外見年齢は二十歳に届かない程度。若々しくも女性らしく、そんな風貌の銀髪の……否。違う。あれが人間ではないことくらい、彼女の纏う凄まじいプレッシャー無しでも分かる。
白く側頭部から生えた三角耳。地面に降りる際に風に靡いた人外の証拠、銀の狐尾。それも、九つ。
「きみは、九尾か。封印されていたという、九尾か」
「そういうあんたは……帝国の軍人ね」
「軍人? いや、帝国に軍は無い。あるのは、誇り高き帝国書院さ」
恐るべきはグリンドルの胆力か。まるで無数の針に何度も何度も突きたてられているようなプレッシャーを、あの九尾は放っている。
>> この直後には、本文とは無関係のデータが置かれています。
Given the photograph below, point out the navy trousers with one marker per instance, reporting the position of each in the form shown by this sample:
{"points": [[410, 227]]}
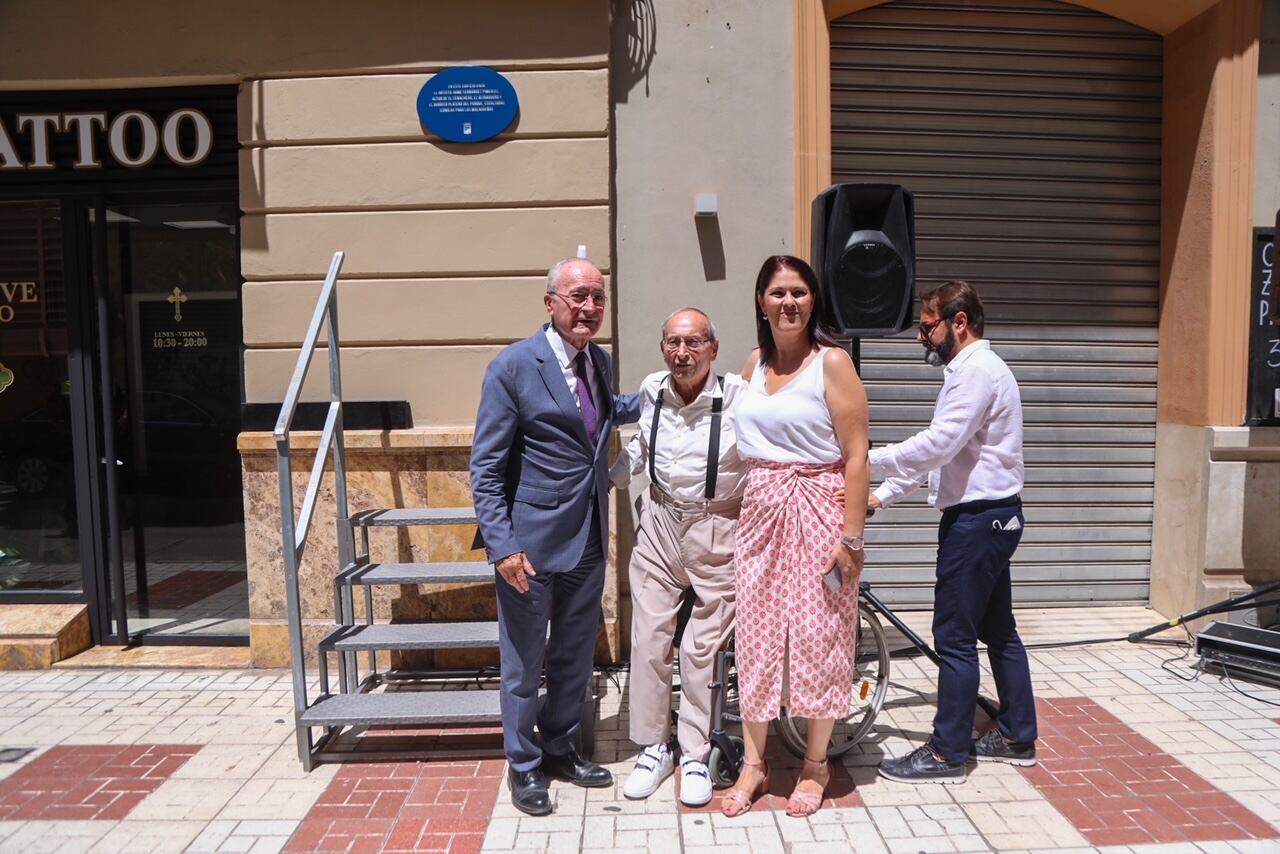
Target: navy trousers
{"points": [[570, 602], [973, 601]]}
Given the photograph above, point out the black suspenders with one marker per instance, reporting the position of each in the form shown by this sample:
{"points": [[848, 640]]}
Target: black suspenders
{"points": [[712, 446]]}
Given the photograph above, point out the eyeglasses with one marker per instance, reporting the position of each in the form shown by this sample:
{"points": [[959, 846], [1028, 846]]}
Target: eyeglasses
{"points": [[579, 298], [927, 328], [694, 343]]}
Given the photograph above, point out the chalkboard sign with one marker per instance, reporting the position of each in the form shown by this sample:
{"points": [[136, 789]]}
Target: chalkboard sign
{"points": [[467, 104], [1264, 405]]}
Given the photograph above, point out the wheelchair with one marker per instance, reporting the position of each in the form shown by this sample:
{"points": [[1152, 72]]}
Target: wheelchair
{"points": [[871, 685]]}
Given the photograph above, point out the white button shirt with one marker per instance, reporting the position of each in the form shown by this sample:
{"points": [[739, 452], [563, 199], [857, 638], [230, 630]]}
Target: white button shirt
{"points": [[684, 437], [973, 447], [565, 355]]}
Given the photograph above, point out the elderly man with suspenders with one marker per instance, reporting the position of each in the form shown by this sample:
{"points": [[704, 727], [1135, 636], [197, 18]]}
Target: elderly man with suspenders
{"points": [[685, 539]]}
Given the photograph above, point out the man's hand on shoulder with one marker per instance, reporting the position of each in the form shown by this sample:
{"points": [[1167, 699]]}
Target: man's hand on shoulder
{"points": [[516, 570]]}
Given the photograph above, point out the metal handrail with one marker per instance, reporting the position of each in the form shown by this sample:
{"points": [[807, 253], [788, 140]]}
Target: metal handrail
{"points": [[295, 533]]}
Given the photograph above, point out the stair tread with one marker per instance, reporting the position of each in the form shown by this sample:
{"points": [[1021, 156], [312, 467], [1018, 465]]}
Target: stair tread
{"points": [[405, 708], [421, 572], [414, 635], [415, 516]]}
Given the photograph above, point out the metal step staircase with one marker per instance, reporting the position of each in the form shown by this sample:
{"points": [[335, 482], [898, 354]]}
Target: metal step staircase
{"points": [[353, 700]]}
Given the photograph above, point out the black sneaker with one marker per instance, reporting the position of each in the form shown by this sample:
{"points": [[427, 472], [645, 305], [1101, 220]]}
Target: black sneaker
{"points": [[922, 766], [992, 747]]}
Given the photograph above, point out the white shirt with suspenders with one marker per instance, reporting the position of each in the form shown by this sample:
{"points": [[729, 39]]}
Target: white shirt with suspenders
{"points": [[676, 441]]}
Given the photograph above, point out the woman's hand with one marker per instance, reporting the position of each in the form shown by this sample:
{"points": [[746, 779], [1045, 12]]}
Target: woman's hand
{"points": [[849, 561]]}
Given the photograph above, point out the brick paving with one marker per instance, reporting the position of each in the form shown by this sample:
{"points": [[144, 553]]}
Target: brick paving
{"points": [[88, 782], [1120, 789], [1133, 761], [403, 807]]}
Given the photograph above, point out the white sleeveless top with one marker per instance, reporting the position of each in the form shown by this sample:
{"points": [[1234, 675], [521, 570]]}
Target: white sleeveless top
{"points": [[791, 425]]}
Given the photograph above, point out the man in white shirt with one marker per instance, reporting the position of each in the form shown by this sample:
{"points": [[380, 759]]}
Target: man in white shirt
{"points": [[685, 539], [972, 455]]}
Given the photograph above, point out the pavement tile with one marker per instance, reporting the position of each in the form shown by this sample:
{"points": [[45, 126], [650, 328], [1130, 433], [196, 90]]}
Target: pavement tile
{"points": [[1173, 756], [1120, 789], [88, 782]]}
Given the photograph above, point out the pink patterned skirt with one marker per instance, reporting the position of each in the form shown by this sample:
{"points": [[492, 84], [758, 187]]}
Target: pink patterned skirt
{"points": [[790, 625]]}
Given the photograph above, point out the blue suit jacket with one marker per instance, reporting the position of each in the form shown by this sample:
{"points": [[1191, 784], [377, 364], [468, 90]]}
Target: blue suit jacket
{"points": [[533, 467]]}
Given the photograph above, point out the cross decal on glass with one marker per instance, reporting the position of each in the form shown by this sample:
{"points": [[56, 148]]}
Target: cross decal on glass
{"points": [[177, 298]]}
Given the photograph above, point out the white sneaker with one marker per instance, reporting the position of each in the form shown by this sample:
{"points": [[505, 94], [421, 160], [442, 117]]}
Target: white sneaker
{"points": [[695, 782], [653, 766]]}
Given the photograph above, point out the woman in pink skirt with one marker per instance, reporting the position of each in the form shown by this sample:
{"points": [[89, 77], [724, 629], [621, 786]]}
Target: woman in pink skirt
{"points": [[801, 424]]}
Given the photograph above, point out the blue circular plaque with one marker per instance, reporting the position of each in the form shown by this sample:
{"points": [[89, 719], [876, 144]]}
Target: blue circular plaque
{"points": [[467, 104]]}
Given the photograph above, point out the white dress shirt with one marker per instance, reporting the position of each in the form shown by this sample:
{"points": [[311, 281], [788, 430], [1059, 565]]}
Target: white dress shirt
{"points": [[565, 355], [684, 437], [973, 447]]}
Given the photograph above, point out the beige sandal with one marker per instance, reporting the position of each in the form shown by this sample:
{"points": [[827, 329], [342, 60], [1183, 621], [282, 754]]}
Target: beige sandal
{"points": [[735, 802], [801, 804]]}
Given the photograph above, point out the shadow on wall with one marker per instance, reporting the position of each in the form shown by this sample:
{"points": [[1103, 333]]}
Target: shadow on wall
{"points": [[1260, 537], [634, 42]]}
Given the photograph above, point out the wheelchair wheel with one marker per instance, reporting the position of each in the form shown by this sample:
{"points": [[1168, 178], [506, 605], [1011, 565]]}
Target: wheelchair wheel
{"points": [[722, 767], [871, 684]]}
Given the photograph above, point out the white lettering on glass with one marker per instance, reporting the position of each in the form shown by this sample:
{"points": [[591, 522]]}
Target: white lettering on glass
{"points": [[86, 144], [9, 158], [204, 137], [150, 138], [40, 124]]}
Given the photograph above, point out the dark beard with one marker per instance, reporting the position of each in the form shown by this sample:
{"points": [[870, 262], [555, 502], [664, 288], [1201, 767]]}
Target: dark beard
{"points": [[944, 352]]}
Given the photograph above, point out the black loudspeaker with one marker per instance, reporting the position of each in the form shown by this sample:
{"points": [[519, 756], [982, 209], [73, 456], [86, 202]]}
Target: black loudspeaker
{"points": [[864, 256]]}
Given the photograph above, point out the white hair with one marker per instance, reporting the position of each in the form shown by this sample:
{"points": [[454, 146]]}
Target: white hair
{"points": [[553, 274], [711, 327]]}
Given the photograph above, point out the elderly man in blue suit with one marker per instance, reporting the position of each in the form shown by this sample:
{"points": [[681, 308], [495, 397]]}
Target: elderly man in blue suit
{"points": [[539, 475]]}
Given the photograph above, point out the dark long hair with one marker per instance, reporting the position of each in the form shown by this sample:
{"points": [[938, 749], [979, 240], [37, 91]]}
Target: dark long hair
{"points": [[819, 327]]}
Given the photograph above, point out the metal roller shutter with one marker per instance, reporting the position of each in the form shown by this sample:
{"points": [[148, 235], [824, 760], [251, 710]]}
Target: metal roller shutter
{"points": [[1029, 133]]}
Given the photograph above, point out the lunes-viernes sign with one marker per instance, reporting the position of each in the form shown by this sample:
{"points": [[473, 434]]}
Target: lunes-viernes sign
{"points": [[467, 104]]}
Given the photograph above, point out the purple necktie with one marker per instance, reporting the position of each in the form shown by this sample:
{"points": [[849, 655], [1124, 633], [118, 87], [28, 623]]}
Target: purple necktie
{"points": [[585, 398]]}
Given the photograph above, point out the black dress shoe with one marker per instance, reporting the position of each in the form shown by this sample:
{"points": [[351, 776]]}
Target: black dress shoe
{"points": [[576, 770], [529, 791]]}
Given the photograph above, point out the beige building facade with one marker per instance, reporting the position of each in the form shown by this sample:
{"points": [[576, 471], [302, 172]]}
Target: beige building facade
{"points": [[1156, 489]]}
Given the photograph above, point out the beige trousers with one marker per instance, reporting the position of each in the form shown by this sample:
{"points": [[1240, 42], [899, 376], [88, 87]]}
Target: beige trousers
{"points": [[676, 549]]}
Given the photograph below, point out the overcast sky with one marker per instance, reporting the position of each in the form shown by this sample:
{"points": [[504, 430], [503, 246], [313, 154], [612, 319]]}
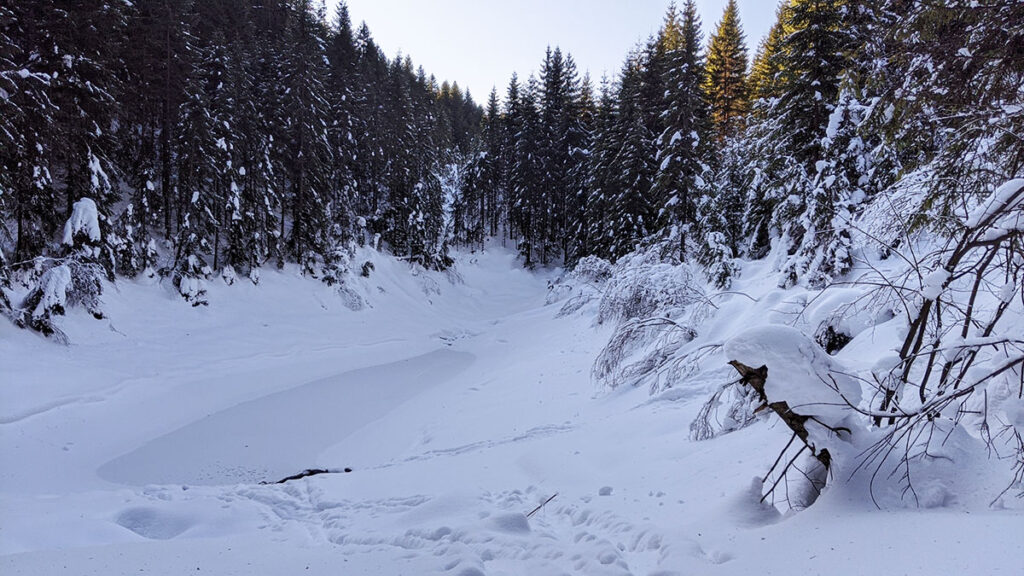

だというのにも拘わらず、グリンドルは普段通りの静謐とした態度を崩さない。
副長以下、書陵部の面々は既に震えで声すら出せないというのに。
「ふむ。きみたち、先にクチイヌの討伐に行ってくれ。クチイヌと妖鬼なら、きみたちでも大丈夫だろう?」
「は、えっ……?」
「きみたちがここに居ても足手まといだ。それに、仕事もしないで立ち尽くすのは帝国書院書陵部のプライドに障ると思わないかい?」
背を向けたまま、グリンドルは部下に命じる。
この九尾の相手は自分がやれるとはいえ、部下たちを守りながら立ち回ることなど無理だ。
グリンドルとて、平然としていながらも九尾を舐めているわけではない。
曲りなりにも帝国の魔導司書。強さの識別くらいは出来ていた。
しかし、自分が全力で戦えば勝てない相手ではない。いやむしろ、抜けば負ける可能性などほぼない。
だが、部下は邪魔だ。
それよりもさっさとクチイヌ討伐に行ってもらいたいというのが本音だった。
「行け! 命令だ!」
「はっ!!」
命じられるがままに、副長たちはグリンドルの脇をすり抜けて奥へと向かう。
しかし、それをみすみす逃す九尾ではない。
「邪魔」
「させると思うか?」
しかし九尾が放った狐火は、素早く回りこんだグリンドルによって掻き消された。
その速度と、無傷のグリンドルにピクリと眉を動かす九尾。
「さあ、始めようか」
白と、赤と、緑。
グリンドルの周囲に踊り始めた三色の球体に感じる並々ならぬ魔素。
口角を吊り上げるグリンドルに対し、九尾は不快そうに眉を顰めた。